The highs and lows of nostalgic travel
This article first appeared in Momentum. Click here to view the original.
Trips into history are on the rise, but sometimes the past just wants to be left alone
I ring the bell tentatively. The steel apartment door, painted gentle beige, is monolithic.
The chime rings out—a characteristically Japanese tune, electric and playful, yet soothing—and immediately I’m thrown into memories of childhood: spying on people through the peephole, throwing water balloons from the balcony, setting a cacophony of firecrackers off in the hall, singeing my leg.
A moment passes, then a man grunts.
‘Um … sorry to disturb, I was just wondering if I could come in. I used to live here …’ I start.
But there’s no way he understands English. I motion to my wife, who continues in Japanese. After her brief explanation the man grunts again. The words are alien, but his tone is definitely negative.
My wife apologizes for disturbing him—standard protocol for pretty much any interaction in Japan—and we leave.
It’s a disappointing finale to a mission I’ve given myself on my return to Japan 25 years after having lived there as a kid: to seek out and reconnect with the old haunts of my past.
And this kind of nostalgic travel experience, a most backward-looking of undertakings, appears to be on the rise.
We travel to experience ‘newness’—new places, new people, new foods, new experiences—deliberately moving away from the past, or at least adding to it, by immersing ourselves in an inspiring present. But when that novelty can be found by invoking the past, there’s money to be made.
From the 1950s-themed Ellen’s Stardust Diner in New York, to the Nostalgia Hotel Beijing, to Carnival Cruise Line’s Throwback Sea Days, it seems we’ve never had so many chances to dive into yesteryear.

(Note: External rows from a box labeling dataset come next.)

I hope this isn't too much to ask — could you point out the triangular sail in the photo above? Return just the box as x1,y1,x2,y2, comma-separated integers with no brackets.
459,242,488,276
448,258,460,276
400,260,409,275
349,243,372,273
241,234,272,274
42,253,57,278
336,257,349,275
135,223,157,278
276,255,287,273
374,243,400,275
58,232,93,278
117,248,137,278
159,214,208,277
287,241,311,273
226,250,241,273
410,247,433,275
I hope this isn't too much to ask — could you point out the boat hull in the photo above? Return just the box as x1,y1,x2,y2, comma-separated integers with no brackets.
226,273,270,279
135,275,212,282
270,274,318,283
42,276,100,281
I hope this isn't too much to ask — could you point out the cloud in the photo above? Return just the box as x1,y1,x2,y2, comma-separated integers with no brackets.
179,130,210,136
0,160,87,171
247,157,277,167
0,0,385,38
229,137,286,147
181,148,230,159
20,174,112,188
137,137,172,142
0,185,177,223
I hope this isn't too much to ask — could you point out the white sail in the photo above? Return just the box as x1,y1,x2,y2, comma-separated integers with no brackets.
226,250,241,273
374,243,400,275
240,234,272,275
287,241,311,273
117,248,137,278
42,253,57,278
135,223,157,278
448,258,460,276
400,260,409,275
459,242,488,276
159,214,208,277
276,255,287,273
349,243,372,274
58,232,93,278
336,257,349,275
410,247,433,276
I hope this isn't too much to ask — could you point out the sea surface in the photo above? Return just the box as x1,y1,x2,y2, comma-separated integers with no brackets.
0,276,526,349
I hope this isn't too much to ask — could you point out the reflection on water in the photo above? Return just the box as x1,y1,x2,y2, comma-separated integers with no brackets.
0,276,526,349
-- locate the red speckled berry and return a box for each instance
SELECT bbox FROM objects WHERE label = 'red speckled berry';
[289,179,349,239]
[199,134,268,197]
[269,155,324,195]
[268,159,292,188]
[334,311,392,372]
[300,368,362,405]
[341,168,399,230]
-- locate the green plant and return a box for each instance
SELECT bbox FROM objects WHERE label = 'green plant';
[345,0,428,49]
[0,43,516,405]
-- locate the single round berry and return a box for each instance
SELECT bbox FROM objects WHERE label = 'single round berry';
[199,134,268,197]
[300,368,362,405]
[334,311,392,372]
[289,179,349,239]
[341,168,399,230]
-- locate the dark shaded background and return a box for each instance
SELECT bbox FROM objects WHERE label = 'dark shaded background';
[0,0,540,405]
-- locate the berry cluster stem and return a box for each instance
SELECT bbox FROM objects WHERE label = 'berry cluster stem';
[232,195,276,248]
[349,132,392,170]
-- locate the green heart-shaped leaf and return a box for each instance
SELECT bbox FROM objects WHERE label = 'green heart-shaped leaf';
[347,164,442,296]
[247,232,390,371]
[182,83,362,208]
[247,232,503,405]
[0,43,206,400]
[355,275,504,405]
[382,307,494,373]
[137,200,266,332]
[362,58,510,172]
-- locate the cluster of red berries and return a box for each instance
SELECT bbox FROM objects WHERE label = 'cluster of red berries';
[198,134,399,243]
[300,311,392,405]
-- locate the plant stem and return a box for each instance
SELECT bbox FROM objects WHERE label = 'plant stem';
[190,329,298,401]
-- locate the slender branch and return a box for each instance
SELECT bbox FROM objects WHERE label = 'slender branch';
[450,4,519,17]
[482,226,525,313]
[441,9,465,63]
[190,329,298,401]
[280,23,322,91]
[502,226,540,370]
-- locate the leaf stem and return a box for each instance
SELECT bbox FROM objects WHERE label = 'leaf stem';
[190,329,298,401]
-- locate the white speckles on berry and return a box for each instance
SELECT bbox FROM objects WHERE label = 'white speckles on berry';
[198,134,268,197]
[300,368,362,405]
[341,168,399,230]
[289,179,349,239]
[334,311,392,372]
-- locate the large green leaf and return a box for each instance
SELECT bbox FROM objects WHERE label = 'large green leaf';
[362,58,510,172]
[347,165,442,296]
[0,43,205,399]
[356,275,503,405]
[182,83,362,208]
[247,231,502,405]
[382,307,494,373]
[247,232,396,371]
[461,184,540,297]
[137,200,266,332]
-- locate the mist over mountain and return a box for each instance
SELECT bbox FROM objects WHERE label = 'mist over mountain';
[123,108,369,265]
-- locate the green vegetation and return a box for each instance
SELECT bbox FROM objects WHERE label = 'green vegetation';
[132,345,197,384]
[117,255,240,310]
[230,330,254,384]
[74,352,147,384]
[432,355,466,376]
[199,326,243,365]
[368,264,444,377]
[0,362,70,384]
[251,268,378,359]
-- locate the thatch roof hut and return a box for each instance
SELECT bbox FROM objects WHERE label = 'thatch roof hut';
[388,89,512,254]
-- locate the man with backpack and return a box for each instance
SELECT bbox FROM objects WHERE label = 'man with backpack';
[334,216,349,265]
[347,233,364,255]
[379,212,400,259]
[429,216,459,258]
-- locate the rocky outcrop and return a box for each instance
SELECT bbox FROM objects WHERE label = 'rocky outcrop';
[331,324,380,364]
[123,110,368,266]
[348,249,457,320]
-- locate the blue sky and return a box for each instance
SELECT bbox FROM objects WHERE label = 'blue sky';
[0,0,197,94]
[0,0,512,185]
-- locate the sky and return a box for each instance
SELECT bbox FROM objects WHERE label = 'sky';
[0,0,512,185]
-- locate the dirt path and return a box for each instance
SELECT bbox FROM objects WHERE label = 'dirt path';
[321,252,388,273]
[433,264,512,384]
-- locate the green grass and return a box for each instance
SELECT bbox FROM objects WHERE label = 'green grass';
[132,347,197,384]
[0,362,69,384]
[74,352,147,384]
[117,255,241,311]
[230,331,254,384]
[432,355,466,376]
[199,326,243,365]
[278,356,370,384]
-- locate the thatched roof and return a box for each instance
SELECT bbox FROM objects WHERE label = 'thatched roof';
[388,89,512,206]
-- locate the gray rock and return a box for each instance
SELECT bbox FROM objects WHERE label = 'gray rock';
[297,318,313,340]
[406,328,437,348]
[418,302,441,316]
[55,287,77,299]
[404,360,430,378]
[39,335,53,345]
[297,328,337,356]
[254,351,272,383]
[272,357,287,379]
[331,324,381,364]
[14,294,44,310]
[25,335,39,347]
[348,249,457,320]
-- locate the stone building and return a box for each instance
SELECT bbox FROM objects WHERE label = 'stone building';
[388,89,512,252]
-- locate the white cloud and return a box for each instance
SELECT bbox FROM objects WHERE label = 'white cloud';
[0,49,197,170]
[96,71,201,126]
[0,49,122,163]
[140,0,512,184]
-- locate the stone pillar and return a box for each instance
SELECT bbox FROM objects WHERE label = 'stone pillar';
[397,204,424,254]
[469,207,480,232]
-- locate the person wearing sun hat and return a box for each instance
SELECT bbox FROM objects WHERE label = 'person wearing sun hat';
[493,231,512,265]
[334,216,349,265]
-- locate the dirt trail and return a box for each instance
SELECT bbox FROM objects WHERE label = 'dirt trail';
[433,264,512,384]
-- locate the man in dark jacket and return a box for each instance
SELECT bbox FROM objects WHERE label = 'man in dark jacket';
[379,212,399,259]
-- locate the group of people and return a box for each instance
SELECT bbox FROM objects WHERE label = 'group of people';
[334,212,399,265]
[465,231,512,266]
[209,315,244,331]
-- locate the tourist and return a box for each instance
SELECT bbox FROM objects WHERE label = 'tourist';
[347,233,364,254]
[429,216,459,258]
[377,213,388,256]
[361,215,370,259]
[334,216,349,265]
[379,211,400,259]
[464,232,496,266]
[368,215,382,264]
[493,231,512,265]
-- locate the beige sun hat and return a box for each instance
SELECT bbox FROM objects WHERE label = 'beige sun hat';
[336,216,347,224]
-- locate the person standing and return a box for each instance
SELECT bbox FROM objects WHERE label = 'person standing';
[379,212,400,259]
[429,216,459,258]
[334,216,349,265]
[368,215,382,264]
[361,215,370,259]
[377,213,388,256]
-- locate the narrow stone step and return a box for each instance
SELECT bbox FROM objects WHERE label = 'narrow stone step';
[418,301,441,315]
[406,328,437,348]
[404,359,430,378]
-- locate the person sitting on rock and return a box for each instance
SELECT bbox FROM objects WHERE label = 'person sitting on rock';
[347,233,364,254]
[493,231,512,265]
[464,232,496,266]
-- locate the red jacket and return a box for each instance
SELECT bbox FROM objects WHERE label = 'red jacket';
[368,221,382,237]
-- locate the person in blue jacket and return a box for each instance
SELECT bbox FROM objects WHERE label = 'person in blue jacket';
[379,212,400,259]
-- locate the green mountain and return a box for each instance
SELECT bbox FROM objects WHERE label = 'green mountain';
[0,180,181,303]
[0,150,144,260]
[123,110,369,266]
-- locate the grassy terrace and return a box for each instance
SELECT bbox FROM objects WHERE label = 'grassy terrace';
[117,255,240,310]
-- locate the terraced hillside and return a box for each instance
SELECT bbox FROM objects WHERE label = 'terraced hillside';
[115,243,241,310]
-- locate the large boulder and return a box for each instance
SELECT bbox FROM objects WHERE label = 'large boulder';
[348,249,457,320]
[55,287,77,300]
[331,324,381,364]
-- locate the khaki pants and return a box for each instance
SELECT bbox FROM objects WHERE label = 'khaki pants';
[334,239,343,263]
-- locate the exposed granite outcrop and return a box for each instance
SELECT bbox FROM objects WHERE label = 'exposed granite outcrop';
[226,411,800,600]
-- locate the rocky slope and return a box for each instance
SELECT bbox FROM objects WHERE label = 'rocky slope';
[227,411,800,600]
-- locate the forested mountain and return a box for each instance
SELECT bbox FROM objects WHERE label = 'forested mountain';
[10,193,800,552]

Nostalgia itself is not what it used to be. Once considered a pathological disease worthy of shame, ridicule and even being buried alive, it’s now, at worst, a sentimental indulgence, and at best a way for travel marketers to boost business. For some, it’s the basis of their entire business.
Nostalgia Travel based near Oxford in the UK provides vintage cars and buses for weddings and other events. ‘Nostalgia is a moving feast,’ says owner Peter Skinner. ‘Depending on your age, different decades will appeal. We’ve been in business constantly for 20 years and it’s been getting busier recently.’
But there’s a difference between historical nostalgia—curiosity about past eras that one may or may not be connected to—and personal nostalgia, the kind I was indulging in, seeking out the places, sights and experiences from my own past to … to achieve what?
That’s hard to say. Nostalgia is ‘a wistful or excessively sentimental yearning for return to or of some past period or irrecoverable condition,’ according to Merriam-Webster. Perhaps I just wanted to be a kid again. Perhaps my time in Japan was so great I wanted to retrieve it, or at least not lose it. Perhaps with all the stress and responsibility and turmoil that comes with adult life, I wanted to reinforce my connection to childhood. ‘I was once young, wild and carefree! Look, I’ll show you!’
Not everyone’s convinced this is healthy. Lucy Copp, a blogger from Los Angeles, has written about her own nostalgic episodes in which she compares her present to her past. ‘The consequences of remembering only the good times are disruptive to personal growth and collective memory,’ she says.
She lived in Morocco in 2009. ‘When I returned, I talked about Morocco as if it were a spiritual gift that was bestowed upon me and everything about Morocco was different (and better) than home.’
That had the unfortunate effect of making her current life in LA, ‘a web of freeways, paying parking tickets, and sitting in traffic,’ compare poorly. ‘Only remembering and revealing these things is a lopsided (or worse, Orientalist) understanding of an actual people and their culture,’ she says.
To make her reminiscing more accurate, she now deliberately recalls the bad times too, to lose the rose-tinted effect nostalgia can produce.
But my problem was different; I was comparing a place across time, rather than my time in different places. Inside my childhood memories Kobe was fresh, novel and exciting; my only tasks were to explore and discover. On my return, the effects of 25 years of age, both on the place and myself, were stark.
There was decay: the signage at a favorite shopping center, bright and inviting in memory, had faded, lost letters. There was tragedy: a favorite shop, full of curiosities and games back then, was replaced by a large patch of grassy dirt after the 1995 earthquake in the city. There was replacement: the faceless man now living in ‘my’ childhood home.
On reflection, I’m glad he refused me. I feel as if he spoke a useful lesson: move on, stop looking back, this chapter is now closed.
Perhaps that 1960s diner, for someone born in the 1970s, can be both new and nostalgic. I’ll look forward to that.